Le bilan risque fort de ne pas être positif pour ce secteur d’activité. La palette de soins esthétiques disponibles en France pourrait être négativement affectée. Et l’objectif des 20 millions ne pas être atteint.  Au delà il y a le risque que la qualité des soins puisse être altérée par cette baisse des marges. En particulier la formation, l’investissement et l’innovation.

Au mieux, l’administration fiscale sera alors en mesure de tracer les actes comme les ventes de n’importe quel magasin ce qui permettra des contrôles plus précis.

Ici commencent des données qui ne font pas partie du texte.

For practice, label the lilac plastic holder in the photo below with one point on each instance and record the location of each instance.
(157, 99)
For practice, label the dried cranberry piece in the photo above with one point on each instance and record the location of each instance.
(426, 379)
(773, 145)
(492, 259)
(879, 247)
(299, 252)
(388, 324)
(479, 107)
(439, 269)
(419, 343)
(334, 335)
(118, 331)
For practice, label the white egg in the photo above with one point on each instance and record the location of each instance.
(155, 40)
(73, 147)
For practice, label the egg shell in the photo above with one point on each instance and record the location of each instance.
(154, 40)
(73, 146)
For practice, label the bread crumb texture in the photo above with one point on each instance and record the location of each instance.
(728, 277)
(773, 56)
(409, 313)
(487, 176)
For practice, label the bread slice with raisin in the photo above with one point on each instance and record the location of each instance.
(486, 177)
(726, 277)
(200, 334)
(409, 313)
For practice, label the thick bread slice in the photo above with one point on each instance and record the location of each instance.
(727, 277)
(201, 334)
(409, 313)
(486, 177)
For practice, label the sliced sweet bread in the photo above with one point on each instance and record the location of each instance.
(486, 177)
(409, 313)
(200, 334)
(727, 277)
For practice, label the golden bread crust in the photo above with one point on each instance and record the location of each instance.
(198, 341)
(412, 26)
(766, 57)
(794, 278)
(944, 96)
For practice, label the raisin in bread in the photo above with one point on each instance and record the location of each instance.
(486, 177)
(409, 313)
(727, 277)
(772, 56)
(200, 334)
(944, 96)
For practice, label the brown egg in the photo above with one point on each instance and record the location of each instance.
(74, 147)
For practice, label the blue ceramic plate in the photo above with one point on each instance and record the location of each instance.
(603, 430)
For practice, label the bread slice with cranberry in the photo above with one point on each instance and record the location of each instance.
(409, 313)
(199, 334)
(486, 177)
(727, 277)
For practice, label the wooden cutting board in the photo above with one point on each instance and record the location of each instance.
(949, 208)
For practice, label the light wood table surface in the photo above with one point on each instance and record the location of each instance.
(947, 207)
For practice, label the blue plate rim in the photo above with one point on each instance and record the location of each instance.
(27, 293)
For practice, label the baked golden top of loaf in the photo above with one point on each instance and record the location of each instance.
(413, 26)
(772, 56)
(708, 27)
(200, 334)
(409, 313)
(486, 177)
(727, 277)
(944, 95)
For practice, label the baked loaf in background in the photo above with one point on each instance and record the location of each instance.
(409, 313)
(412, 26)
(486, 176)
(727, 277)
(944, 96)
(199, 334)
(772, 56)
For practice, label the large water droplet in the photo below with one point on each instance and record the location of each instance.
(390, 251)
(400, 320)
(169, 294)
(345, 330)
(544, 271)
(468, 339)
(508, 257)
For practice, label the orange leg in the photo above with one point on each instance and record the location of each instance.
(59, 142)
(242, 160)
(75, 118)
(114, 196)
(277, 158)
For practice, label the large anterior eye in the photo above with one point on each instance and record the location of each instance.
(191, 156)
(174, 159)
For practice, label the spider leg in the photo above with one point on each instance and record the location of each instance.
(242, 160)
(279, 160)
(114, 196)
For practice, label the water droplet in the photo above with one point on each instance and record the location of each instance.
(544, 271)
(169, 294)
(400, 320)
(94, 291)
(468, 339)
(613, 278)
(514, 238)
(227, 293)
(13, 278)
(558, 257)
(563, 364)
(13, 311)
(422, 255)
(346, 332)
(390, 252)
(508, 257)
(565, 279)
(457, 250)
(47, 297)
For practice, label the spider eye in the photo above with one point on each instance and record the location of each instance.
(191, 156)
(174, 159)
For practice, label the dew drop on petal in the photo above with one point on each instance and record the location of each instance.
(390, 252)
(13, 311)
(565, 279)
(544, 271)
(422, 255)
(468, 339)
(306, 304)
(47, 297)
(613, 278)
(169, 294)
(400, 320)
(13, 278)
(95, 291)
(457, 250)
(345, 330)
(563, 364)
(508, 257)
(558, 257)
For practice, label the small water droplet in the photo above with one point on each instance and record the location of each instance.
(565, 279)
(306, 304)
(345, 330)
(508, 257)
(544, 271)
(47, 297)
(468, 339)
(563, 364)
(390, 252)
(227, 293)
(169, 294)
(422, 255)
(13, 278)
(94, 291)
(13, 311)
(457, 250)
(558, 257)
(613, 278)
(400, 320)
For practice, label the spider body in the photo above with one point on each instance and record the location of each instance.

D’un point de vue sociétal, cette décision risque d’ouvrir d’autres débats, plus délicats.  Demain, les « anti-avortements » objecteront que l’IVG n’a aucune finalité thérapeutique et réclameront les mêmes mesures fiscales dans le but d’en restreindre l’accès.  D’autres ne comprendront pas que les équivalents du Médiator soit prescrits et remboursés alors qu’une liposuccion ne le soit pas. Pour certains actes la frontière sera difficile à fixer et les décisions unilatérales de l’administration ne pourront que créer des frustrations : diminuer le volume de seins trop lourds peut être remboursé ... s'ils dépassent chacun les 300 grammes.

Sans doute eut-il été sage de surseoir à enclencher une telle réforme sans qu’une étude d’impact économique n’ait été conduite et que la décision de la Cour de Justice de l'Union Européenne (CJUE), en réponse à une question suédoise sur ce sujet, ne se soit prononcée, ce qu’elle fera bientôt.

Le ministre du budget, chirurgien ayant  pratiqué des greffes capillaires a certainement poussé le zèle trop loin.